For this role, we are considering candidates based in the United States. Candidates living within commutable distance of Etsy’s Brooklyn Office Hub or in the San Francisco Bay Area may be the first to be considered. For candidates within commutable distance, Etsy requires in-office attendance once or twice per week depending on your proximity to the office. Etsy offers different work modes to meet the variety of needs and preferences of our team. Learn more details about our work modes and workplace safety policies here.

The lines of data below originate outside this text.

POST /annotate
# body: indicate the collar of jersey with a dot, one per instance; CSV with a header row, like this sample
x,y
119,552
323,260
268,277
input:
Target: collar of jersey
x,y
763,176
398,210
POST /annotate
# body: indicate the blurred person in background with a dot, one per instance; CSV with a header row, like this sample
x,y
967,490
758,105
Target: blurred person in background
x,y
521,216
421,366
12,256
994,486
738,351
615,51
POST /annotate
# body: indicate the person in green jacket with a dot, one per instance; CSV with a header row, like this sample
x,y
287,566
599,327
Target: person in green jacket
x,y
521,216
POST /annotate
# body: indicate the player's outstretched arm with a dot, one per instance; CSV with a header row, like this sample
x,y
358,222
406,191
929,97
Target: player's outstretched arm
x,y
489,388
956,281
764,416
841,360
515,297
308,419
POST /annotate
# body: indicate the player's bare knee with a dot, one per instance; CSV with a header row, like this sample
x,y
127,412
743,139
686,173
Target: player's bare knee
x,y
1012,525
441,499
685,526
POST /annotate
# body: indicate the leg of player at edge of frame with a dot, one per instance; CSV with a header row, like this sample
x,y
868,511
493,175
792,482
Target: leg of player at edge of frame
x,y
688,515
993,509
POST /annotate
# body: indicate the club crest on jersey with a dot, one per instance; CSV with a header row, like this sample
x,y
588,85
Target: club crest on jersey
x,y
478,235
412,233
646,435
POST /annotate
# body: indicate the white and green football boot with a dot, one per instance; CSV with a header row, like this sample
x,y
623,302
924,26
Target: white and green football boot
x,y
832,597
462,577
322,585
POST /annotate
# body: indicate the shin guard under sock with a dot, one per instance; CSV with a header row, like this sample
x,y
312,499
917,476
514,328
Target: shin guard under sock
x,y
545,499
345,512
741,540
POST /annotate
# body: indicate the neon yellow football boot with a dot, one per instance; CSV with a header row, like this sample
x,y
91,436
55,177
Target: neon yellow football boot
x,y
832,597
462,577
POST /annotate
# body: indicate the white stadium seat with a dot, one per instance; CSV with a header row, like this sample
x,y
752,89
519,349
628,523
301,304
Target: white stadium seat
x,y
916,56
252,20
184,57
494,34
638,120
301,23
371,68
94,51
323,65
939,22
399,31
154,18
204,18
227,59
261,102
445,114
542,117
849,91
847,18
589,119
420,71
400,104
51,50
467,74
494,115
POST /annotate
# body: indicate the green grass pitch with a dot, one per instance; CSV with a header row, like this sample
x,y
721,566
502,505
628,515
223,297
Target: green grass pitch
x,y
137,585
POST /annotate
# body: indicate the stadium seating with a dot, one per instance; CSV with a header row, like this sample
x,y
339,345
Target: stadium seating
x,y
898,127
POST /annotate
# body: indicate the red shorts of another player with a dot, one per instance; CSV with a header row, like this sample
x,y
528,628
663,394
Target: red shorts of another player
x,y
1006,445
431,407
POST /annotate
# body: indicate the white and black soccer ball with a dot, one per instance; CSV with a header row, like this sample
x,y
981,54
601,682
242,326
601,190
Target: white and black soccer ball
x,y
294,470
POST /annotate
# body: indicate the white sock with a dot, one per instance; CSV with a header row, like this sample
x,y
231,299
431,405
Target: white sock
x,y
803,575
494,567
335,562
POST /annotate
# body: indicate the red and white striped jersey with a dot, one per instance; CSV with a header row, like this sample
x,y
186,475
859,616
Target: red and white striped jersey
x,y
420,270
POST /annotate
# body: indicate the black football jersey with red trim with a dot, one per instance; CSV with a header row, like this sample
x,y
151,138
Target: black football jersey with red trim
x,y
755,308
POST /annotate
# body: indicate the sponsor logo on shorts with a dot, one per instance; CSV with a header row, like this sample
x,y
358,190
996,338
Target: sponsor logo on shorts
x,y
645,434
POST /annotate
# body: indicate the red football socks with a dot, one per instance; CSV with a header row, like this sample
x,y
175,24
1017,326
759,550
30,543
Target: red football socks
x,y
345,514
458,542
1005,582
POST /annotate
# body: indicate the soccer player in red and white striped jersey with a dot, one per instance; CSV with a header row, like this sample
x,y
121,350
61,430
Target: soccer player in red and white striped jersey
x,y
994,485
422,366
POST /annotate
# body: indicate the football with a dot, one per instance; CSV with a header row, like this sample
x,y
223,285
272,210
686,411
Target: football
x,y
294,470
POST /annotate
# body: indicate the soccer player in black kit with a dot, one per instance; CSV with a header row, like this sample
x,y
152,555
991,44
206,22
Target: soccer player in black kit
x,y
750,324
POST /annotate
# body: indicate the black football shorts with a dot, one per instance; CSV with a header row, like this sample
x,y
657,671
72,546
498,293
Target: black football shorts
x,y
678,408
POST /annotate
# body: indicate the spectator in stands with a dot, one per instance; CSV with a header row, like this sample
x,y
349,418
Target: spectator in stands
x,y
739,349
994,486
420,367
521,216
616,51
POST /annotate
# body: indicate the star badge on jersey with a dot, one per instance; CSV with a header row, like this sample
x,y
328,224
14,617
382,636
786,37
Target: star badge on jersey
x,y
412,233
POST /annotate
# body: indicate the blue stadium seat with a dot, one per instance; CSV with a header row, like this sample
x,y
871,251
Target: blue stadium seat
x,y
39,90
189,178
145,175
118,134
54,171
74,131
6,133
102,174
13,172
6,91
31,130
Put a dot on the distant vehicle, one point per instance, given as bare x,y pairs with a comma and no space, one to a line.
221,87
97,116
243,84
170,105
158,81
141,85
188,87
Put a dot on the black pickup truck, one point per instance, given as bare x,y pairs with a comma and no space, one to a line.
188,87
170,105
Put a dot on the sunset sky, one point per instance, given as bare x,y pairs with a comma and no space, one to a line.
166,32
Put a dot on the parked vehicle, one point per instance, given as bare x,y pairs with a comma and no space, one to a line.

What does the day-to-day look like?

• Build, manage and lead our Governance, Risk, and Compliance program

• Be an ambassador for security and privacy programs to the broader Etsy company and the external security and privacy community 

• Be a voracious learner and quickly ramp up across the various domains of Security and Privacy in support of the program they’ll own

• Improve on existing frameworks, processes and standardized templates related to various stages of security & privacy requirements and reviews

• Contribute to the architecture, maintenance and development of security & privacy controls

• Build credibility, establish rapport, and maintain strong relationships with collaborators at multiple levels, in different functions

• Produce transparent and effective communication to stakeholders regarding program progress, flags and decisions throughout its lifecycle

• Identify gaps in the program’s operations, build scaffolding to fix them, and assess your practices to see if they’re suitably effective

• Zoom in and zoom out, to see how all the moving parts should tie together, and systemize them into a functioning program aligned to a single set of objectives

• Of course, this is just a sample of the kinds of work this role will require! You should assume that your role will encompass other tasks, too, and that your job duties and responsibilities may change from time to time at Etsy's discretion, or otherwise applicable with local law.

Qualifications

Qualities that will help you thrive in this role are:

• 6-8 years of relevant work experience as a Security Analyst, TPM, or related field 

• In depth experience in the information security GRC domain within a technology company, specifically

• Experience working across engineering and non-engineering teams simultaneously

• Experience driving programs in a change-oriented, fast-paced cross functional environment

• Excellent communication skills across technical and non-technical collaborators. Great attention to detail and ability to adapt communication for each audience and channel. 

• Operational approach. Experience creating and driving processes which smooth execution without creating undue burden. Ability to maintain order in times of ambiguity and changing priorities. 

• Work courageously and proactively to define and contain complicated problems, prioritize effectively, and deliver quickly

• Able to influence outcomes without relying on reporting lines or organizational hierarchy

• Have developed or lead a GRC program

• Passionate about the GRC space!

• You are an excellent collaborator and know how to communicate effectively with partners and stakeholders

• You have negotiation skills when it comes to prioritizing work and balancing business needs against security and privacy risk

Additional Information

What's Next

If you're interested in joining the team at Etsy, please share your resume with us and feel free to include a cover letter if you'd like. As we hope you've seen already, Etsy is a place that values individuality and variety. We don't want you to be like everyone else -- we want you to be like you! So tell us what you're all about.

Our Promise

At Etsy, we believe that a diverse, equitable and inclusive workplace furthers relevance, resilience, and longevity. We encourage people from all backgrounds, ages, abilities, and experiences to apply. Etsy is proud to be an equal opportunity workplace and is an affirmative action employer. We are committed to equal employment opportunity regardless of race, color, ancestry, religion, sex, national origin, sexual orientation, age, citizenship, marital status, disability, gender identity or Veteran status. If, due to a disability, you need an accommodation during any part of the interview process, please let your recruiter know. While Etsy supports visa sponsorship, sponsorship opportunities may be limited to certain roles and skills.